Calculating the probability of being correct due to chance I'm looking for a third opinion on the probability of making a particular decision due to chance alone.
I have a task where people read a paragraph of text, then they are shown it a second time, except some of those times one word has changed. People are then asked whether they detected a change. If they say no then that's the end of the task. If they say yes, then they are given a set of nine words and are asked to respond which word was changed.
If people correctly guess that a change has occurred AND which word was changed, then a single "correct" is registered. If they correctly detect a change and wrongly guess the word that has changed then an "incorrect" is registered (similarly, it is incorrect if a word has changed but the person did not detect it).
What I'm trying to work out is what is the probability of correctly answering that a word has change, AND which word it was, due to chance alone. My first thought was that it was 1/18. That's a 1/2 chance of firstly correctly guessing that a change had occurred, followed by a 1/9 chance of correctly guessing the word.
Someone I've spoken to has suggested that the chance rate is actually 1/10. In effect, "no, a change has not occurred" becomes the tenth option.
So, is the chance of being correct 1/18, 1/10, or are we both wrong?
 A: i believe the answer is actually neither 1/18 nor 1/10  :)
take one of those old high school scantron quizzes/tests instead of a reading test..  remember the multiple-choice questions that you'd fill in with a #2 pencil?
question #1 of the multiple choice quiz has two possible answers.  if you flipped a coin to answer question #1, you'd have a 50% chance of guessing correctly.  so people who don't know the answer and blindly guess will average 50% on this question.
question #2 has nine possible answers.  so among people who attempt question #2 but don't know the answer to question #2 and blindly guess..they'll average 11.111% correct on this question.  but not everyone will get here!  two groups of your test-takers will have the opportunity to get here: 100% of the test-takers who knew the correct answer to question #1 and 50% of the test-takers who guessed at random.
here's a critical piece of information: what share of your test-takers will know the correct answer to question one but randomly guess on question #2?

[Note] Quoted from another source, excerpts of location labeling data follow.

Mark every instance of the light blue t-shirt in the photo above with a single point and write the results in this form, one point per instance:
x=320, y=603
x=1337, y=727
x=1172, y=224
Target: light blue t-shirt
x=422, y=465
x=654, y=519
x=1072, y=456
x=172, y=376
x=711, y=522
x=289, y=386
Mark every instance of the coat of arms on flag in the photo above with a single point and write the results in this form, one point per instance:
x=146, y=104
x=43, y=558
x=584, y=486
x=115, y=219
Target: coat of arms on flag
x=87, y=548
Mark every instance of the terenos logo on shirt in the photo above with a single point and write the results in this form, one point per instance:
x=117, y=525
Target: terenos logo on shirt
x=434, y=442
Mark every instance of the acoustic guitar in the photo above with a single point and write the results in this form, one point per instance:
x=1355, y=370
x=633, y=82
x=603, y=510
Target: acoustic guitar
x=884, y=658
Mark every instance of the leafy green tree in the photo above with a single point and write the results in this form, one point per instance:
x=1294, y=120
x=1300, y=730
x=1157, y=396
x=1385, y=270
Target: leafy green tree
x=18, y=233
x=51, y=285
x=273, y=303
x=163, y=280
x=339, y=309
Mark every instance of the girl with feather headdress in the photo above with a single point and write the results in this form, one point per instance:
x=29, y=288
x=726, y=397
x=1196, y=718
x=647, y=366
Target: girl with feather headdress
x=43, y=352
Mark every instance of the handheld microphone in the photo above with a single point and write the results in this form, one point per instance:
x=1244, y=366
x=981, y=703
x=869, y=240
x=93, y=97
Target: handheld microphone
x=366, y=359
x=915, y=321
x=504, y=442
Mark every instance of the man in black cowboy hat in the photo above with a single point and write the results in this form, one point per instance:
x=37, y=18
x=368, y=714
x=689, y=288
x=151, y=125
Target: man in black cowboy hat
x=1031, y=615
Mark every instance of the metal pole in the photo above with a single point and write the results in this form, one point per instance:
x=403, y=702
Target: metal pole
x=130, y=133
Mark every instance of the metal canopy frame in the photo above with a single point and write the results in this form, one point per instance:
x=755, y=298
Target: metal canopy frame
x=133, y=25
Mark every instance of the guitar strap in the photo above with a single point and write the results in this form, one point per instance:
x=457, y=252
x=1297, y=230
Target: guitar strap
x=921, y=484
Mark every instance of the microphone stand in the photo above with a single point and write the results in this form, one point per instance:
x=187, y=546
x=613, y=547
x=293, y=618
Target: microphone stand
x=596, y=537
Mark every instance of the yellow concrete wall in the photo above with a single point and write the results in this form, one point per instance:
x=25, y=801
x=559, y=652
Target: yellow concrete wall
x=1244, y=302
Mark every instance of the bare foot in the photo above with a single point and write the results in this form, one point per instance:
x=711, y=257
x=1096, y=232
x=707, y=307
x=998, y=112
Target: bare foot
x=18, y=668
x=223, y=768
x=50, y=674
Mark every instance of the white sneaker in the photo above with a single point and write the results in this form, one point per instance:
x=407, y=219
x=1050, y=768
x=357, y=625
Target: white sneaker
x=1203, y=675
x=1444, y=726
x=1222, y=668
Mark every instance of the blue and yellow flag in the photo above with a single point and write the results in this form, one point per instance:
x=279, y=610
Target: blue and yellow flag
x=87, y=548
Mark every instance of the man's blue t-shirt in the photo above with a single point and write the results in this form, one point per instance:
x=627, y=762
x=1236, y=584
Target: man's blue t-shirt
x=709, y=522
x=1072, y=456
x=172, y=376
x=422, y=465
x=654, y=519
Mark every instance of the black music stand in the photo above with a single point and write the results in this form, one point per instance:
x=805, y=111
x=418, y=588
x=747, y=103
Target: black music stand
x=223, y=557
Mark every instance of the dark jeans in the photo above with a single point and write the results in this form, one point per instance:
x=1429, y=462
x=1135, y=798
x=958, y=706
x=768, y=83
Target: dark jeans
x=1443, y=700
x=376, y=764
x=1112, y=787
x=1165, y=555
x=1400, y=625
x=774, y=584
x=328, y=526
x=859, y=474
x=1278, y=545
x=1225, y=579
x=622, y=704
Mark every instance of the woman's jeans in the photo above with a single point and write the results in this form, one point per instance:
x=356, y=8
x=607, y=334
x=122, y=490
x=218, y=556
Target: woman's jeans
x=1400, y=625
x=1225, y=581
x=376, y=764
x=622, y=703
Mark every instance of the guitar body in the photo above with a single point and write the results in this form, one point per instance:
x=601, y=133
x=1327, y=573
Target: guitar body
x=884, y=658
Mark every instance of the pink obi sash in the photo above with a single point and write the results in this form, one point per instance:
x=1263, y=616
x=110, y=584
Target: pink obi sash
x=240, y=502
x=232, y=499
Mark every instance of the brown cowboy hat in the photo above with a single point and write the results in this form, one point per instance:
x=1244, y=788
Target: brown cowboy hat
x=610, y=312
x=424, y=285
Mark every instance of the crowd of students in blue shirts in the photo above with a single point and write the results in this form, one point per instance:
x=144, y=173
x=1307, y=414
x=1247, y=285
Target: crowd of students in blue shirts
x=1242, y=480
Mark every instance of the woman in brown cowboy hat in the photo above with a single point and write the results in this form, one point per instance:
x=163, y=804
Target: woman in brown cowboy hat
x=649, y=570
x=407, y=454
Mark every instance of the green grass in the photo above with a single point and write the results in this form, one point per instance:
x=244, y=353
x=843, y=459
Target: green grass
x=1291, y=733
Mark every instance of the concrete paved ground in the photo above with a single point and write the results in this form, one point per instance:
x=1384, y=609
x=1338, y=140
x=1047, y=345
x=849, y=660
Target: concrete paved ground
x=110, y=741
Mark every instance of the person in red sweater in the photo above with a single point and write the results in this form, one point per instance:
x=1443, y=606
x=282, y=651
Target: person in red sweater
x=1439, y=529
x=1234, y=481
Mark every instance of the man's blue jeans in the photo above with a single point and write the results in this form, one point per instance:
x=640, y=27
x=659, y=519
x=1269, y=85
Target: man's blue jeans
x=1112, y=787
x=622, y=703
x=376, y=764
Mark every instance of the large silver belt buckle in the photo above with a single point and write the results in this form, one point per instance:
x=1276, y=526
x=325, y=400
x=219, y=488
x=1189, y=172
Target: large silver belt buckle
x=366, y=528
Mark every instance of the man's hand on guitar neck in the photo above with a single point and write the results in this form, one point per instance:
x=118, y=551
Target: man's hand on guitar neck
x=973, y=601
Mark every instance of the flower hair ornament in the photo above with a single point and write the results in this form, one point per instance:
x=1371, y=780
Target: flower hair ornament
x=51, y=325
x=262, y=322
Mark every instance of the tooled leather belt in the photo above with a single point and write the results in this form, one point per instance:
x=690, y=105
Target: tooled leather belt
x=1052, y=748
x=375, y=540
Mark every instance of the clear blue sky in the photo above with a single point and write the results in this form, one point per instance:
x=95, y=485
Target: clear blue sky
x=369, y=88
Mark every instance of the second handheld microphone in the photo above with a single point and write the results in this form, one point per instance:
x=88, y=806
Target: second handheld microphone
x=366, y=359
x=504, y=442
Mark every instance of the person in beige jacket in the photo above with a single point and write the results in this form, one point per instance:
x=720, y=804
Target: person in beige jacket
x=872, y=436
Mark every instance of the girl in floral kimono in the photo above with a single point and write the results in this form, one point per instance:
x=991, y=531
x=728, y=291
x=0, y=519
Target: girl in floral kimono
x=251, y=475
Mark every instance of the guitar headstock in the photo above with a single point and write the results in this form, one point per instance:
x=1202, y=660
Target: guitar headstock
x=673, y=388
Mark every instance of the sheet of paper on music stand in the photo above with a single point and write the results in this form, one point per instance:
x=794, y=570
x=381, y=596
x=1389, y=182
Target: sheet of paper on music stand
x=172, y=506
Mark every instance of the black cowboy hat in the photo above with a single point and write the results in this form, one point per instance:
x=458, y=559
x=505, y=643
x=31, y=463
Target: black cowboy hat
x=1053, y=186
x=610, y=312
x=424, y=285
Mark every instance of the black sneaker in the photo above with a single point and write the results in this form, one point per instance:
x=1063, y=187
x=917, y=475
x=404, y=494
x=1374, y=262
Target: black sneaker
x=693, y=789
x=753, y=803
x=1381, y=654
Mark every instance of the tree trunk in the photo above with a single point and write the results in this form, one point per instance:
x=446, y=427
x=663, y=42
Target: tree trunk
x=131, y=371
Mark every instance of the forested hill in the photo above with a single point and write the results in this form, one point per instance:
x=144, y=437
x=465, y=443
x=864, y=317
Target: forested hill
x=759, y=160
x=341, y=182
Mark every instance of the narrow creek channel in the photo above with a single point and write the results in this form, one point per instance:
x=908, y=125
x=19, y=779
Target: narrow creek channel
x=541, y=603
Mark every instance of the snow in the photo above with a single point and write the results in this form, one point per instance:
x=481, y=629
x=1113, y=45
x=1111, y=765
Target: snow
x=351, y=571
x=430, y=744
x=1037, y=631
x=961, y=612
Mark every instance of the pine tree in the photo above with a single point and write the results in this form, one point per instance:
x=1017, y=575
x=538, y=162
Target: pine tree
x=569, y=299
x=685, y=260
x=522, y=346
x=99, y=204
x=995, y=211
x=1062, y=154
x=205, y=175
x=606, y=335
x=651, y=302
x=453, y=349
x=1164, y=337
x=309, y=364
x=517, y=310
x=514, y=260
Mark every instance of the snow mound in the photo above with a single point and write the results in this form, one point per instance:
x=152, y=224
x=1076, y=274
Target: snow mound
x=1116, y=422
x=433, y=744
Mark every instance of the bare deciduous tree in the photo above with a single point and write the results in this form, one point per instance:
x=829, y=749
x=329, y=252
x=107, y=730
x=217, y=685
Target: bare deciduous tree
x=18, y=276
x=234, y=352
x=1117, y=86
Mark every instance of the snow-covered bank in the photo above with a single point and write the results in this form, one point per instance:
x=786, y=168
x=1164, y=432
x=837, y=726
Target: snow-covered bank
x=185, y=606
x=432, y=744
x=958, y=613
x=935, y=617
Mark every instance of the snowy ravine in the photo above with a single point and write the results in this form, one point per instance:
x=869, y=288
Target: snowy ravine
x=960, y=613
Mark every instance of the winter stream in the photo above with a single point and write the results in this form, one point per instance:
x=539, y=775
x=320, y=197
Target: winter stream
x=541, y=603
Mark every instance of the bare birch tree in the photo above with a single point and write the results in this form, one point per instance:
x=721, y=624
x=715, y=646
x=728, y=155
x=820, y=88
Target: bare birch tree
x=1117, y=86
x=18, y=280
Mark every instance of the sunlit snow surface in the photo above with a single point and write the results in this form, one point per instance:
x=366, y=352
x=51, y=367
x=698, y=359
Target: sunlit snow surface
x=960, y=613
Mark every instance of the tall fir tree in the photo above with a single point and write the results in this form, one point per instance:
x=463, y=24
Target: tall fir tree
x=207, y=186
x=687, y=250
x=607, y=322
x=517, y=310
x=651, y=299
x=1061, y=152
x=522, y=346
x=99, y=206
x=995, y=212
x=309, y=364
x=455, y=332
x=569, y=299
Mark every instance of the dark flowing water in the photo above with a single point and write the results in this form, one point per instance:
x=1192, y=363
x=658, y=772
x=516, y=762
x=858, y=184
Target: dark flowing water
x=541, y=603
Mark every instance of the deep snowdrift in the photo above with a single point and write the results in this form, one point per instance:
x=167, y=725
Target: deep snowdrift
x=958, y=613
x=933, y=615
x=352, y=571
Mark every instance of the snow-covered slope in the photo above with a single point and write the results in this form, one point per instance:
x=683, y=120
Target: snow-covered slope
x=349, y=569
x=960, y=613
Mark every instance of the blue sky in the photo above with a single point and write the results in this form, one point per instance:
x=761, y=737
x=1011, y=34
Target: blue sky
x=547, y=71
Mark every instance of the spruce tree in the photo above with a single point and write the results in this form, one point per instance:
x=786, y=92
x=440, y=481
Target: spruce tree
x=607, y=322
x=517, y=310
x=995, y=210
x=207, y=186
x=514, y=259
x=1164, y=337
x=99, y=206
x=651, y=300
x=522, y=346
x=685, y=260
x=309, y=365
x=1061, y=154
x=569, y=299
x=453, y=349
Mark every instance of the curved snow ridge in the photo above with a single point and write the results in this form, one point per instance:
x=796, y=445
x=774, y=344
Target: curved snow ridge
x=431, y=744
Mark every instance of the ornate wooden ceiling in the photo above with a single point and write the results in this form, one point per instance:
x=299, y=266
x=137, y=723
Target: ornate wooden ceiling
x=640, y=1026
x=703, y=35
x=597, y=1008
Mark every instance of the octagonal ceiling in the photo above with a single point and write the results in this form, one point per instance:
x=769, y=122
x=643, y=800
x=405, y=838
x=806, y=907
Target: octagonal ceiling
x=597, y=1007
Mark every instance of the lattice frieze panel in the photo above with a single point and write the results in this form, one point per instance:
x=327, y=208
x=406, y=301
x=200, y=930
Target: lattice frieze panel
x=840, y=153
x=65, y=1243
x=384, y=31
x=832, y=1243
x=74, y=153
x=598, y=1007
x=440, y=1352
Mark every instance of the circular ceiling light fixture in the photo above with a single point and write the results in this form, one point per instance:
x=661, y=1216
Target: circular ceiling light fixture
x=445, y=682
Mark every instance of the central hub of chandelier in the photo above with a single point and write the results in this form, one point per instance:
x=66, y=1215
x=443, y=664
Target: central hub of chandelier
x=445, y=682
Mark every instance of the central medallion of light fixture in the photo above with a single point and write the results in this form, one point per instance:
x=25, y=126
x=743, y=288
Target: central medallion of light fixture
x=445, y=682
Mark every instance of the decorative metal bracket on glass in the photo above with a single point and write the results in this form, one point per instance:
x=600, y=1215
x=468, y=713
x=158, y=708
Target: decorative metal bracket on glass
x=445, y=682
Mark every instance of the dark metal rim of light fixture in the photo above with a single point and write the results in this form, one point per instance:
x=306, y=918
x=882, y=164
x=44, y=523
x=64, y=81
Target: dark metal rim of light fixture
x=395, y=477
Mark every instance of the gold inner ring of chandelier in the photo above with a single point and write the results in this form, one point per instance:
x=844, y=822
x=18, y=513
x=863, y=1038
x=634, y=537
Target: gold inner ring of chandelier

if 100% of your test-takers don't know the answer to either question, then i think the probability of answering both questions correctly is 1 out of 18.  but a certain proportion of your test-takers will know the answer to your first question but not your second question..and they're going to throw off this probability calculation.
A: Let $p$ be the probability that we show a changed version. Let $q$ be the probability that the person says "yes there is a change". Let $v_1,...,v_9$ be the probabilities of each of the nine words being picked as the changed one, $\sum_{i=1}^9v_i = 1$.
Now, we have to interpret what you mean by "due to chance alone". I suspect that it pertains to both the phase where the person answers "yes" or "no", and to the picking of the changed word. The only meaning I can attach to such an expression, is
A) "due to chance alone = pick yes or no "randomly" = yes and no have the same probability", so $q= \frac 12$.
B) "due to chance alone = picking a word "randomly" = all words have the same probability of being picked" so $c_1=...=c_9 = \frac 19$.
If A) and B) reflect what you mean, then, the answer to the question
"What is the probability of correctly answering that a word has changed, AND which word it was, due to chance alone" is :
$$P(\text{changed version}\land \text{yes} \land \text {correct word})= p\frac 12\frac 19 =p\frac {1}{18}$$
If now we want the probability conditional on the event that the person is shown a changed version, then we have 
$$P( \text{yes} \land \text {correct word}|\text{changed version})= \frac 12\frac 19 =\frac {1}{18}$$
We arrived at the one of your numbers. Let's assume that we always show a changed version, i.e. $p=1$.
Now, if you change the design of your experiment, and the "yes/no" answer is not placed sequentially before the choice of the words, but the "no" answer is placed as a "tenth option" (as the other person suggested to you) along side the nine words, and all ten are equiprobable then the probability to answer "yes" and to pick the right word becomes, by standard probability rules
$$P(\text{yes} \land \text {correct word}) = P(\text {yes} |\text {correct word} ) \cdot P(\text{correct word}) $$
The probability to say "yes" given that you have picked the correct word is unity, since in order to have picked the right word you must have picked one of the choices that say some word. The probability of picking the correct word is $\frac {1}{10}$ so
$$P(\text{yes} \land \text {correct word}) = 1\cdot \frac {1}{10} = \frac {1}{10}  $$
...which is the second of your numbers. So you are both right, only, you are talking about different choice (and therefore probabilistic) set ups.